Overall, the SVM method with 10 × 10 fold cross-validation using 1000 features yielded the best classification performance among other classifiers. However, some datasets showed better results using other classification methods. The results obtained in the SVM method with 10 × 10 fold cross-validation using 1000 features are presented in Table 4. When Table 4 is examined, the best results for 10 × 10 fold CV SVM were 94.9% AUC from UNM_Open, 92.41% ACC from UNM_All, 94.29% SENS from UI, 91.85% SPEC from UNM_All, 91.96% PPV from UNM_All, and 92.96% NPV from UNM_All. For UNM data source UNM_All dataset results; since UI data source only has one variant, UI dataset results; for UT data source, UT_Closed dataset; yielded better results according to Table 4 in terms of accuracy.

The classification performance results for the 10 × LOOCV SVM method used to validate the results are presented in Table 5. When Table 5 is examined the 10 × 10 fold CV SVM and 10 × LOOCV SVM methods had very similar results for all datasets, obtained with accuracies of 93.7% for UNM_All, 89.26% for UNM_Closed, 87.04% for UNM_Open, 83.33% for UNM_Off, 82.5% for UI, 76.92% for UT_Closed, and 59.75% for UT_Open.

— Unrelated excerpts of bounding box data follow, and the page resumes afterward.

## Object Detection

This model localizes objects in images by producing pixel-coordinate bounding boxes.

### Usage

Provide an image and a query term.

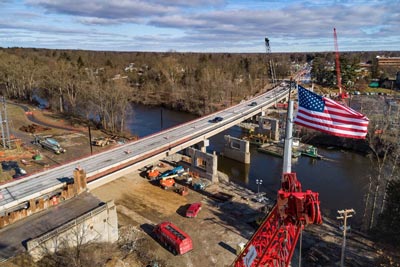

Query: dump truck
[92,137,111,147]
[153,221,193,255]
[33,136,66,155]
[160,174,178,189]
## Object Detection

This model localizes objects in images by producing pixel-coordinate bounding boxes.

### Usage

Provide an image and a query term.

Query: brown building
[376,56,400,68]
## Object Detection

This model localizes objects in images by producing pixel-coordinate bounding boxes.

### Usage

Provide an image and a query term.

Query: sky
[0,0,400,53]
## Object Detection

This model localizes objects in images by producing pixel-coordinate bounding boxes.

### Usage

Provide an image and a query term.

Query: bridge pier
[224,135,250,164]
[185,147,218,183]
[257,117,280,141]
[199,139,210,153]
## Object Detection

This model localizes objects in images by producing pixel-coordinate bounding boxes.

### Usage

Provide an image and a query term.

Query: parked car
[209,117,224,123]
[186,202,201,218]
[13,167,26,179]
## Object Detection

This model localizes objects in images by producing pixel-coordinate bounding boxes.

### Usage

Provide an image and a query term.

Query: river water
[127,105,371,223]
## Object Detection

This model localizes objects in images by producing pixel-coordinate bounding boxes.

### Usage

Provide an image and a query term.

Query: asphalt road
[0,83,289,215]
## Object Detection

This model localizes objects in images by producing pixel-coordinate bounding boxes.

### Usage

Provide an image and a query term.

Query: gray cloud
[27,0,175,20]
[0,0,400,52]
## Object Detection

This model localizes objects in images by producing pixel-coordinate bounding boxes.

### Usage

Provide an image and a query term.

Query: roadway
[0,83,289,216]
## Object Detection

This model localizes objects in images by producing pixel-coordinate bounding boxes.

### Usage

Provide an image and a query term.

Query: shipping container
[153,222,193,255]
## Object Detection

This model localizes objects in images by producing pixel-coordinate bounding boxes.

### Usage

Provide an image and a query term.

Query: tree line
[0,48,291,132]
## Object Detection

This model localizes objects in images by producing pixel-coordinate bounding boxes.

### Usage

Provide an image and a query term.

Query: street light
[256,179,262,195]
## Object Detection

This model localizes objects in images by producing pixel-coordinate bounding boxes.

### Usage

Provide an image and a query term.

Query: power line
[336,209,356,267]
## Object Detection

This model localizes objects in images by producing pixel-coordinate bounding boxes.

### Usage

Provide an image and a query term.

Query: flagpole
[282,83,293,174]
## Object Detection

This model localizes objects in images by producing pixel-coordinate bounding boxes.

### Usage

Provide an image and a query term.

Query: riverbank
[1,101,396,266]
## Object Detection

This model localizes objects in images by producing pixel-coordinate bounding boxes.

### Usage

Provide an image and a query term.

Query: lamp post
[256,179,262,195]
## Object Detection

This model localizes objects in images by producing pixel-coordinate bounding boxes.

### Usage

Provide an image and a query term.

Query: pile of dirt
[19,123,51,133]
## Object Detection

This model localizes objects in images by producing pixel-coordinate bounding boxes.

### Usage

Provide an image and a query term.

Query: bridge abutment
[186,147,218,183]
[224,135,250,164]
[26,200,118,261]
[257,117,280,141]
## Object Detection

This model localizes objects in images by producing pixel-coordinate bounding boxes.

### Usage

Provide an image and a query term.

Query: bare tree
[364,99,400,229]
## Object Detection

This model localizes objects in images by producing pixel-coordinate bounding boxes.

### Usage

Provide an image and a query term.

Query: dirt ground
[92,169,258,266]
[0,101,395,267]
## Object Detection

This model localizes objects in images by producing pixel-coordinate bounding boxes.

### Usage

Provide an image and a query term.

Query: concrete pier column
[224,135,250,164]
[258,117,279,141]
[199,139,210,153]
[186,147,218,183]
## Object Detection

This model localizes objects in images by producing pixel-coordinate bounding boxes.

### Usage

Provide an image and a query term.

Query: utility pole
[336,209,356,267]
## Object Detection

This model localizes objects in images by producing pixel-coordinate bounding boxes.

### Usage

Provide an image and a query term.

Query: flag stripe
[296,121,365,139]
[297,107,368,127]
[295,86,369,139]
[298,115,368,133]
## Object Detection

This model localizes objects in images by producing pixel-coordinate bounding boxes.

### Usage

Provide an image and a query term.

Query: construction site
[0,90,388,266]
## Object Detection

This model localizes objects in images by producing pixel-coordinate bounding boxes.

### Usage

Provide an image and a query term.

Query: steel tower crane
[264,37,277,87]
[233,101,322,267]
[333,28,348,99]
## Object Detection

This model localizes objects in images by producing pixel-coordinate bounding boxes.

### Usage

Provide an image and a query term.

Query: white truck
[34,136,66,155]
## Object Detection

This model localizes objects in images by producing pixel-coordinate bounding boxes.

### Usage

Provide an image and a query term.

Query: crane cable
[299,225,303,267]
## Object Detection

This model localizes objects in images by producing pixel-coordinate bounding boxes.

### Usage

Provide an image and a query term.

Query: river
[127,105,371,223]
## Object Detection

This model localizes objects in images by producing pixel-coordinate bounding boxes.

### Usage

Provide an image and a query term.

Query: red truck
[153,222,193,255]
[186,202,201,218]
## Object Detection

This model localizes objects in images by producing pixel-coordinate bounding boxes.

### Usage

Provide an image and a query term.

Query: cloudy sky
[0,0,400,53]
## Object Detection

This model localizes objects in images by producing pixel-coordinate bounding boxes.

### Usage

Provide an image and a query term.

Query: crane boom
[333,28,347,99]
[234,173,322,267]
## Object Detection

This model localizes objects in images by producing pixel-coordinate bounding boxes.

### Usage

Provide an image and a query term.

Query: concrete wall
[26,201,118,261]
[186,147,218,183]
[224,135,250,164]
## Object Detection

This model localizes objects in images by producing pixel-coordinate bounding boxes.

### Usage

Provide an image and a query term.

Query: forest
[0,48,396,133]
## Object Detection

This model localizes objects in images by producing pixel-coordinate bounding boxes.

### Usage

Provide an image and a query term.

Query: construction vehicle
[175,186,189,196]
[186,202,201,218]
[153,222,193,255]
[33,136,66,155]
[234,173,322,267]
[333,28,349,100]
[160,174,178,190]
[158,166,185,179]
[92,137,111,147]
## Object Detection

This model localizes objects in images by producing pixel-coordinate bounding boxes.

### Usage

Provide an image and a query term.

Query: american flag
[294,86,369,139]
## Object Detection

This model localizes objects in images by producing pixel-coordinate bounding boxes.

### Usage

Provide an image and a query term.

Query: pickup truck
[33,136,66,155]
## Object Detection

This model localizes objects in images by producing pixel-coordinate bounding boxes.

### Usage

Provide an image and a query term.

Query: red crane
[234,173,322,267]
[333,28,349,99]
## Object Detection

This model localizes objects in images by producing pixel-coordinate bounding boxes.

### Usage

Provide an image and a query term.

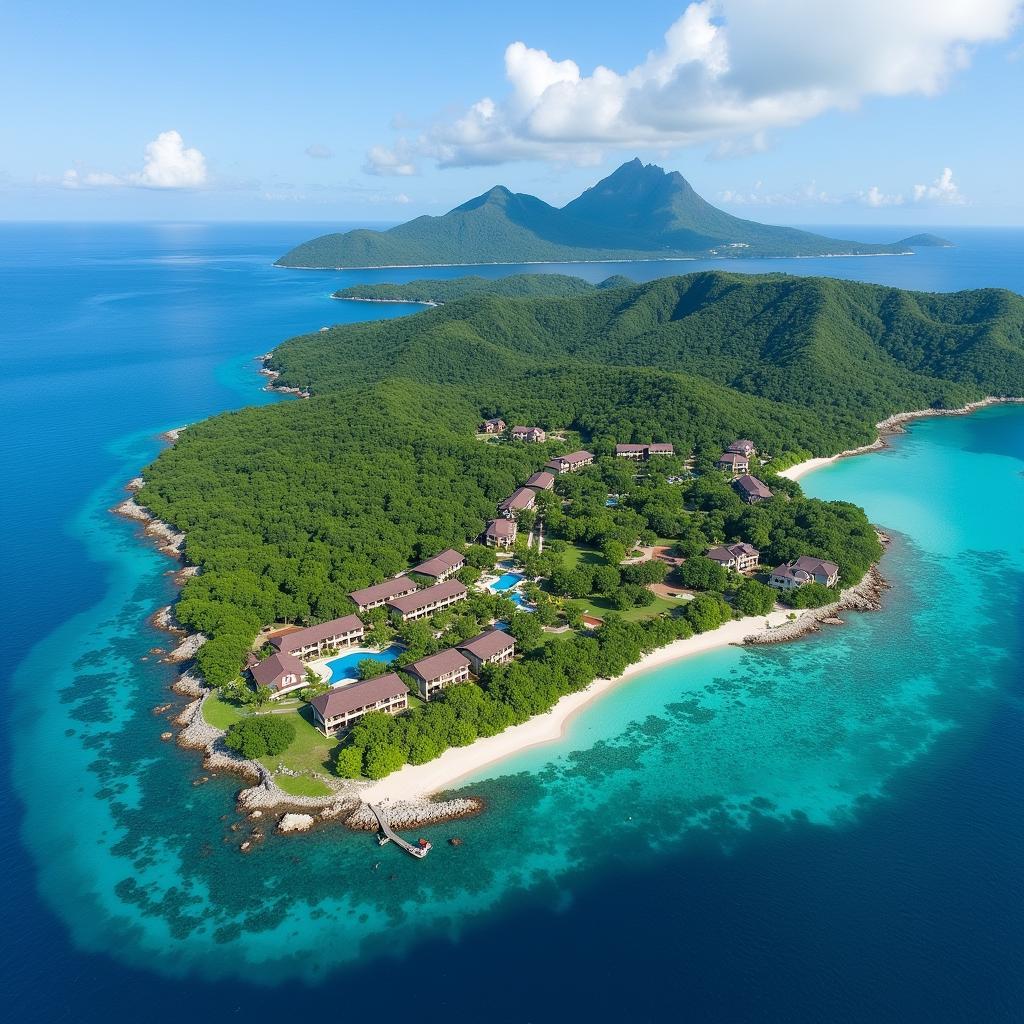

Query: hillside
[331,273,633,304]
[143,273,1024,696]
[276,160,948,268]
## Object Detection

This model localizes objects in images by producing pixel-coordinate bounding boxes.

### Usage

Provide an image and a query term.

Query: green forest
[140,273,1024,771]
[278,160,929,268]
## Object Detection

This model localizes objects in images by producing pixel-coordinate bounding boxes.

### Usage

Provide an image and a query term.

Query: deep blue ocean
[0,224,1024,1024]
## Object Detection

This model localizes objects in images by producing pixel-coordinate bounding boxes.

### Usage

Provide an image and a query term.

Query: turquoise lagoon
[8,224,1024,1024]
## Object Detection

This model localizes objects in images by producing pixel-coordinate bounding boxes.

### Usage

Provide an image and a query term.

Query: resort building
[768,555,839,590]
[411,548,466,583]
[512,427,548,444]
[725,437,757,459]
[387,580,467,623]
[615,443,676,462]
[403,647,470,700]
[545,452,594,473]
[249,651,306,698]
[498,487,537,519]
[483,519,517,548]
[708,543,761,572]
[715,452,751,476]
[459,630,515,676]
[348,577,419,612]
[309,672,409,736]
[732,475,771,505]
[270,615,362,662]
[526,469,555,490]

A comparison of the classification performance with previous state-of-the-art methods is presented in Table 6. In Table 6, the proposed method is given as the 10 × 10 LOOCV SVM method in order to make a general comparison to the literature. All other performance results of classifiers are given in the Supplementary Material.

4. Discussion

We have designed and developed a novel method for the classification of PD from healthy and demographically matched control groups using GLCM features obtained from the Hankelization of EEG signals, which involves projecting a one-dimensional (1D) signal into a two-dimensional (2D) picture. Our proposed method is capable of and can achieve high accuracies in PD detection for these datasets and offers several advantages compared to previous methods reported in the literature.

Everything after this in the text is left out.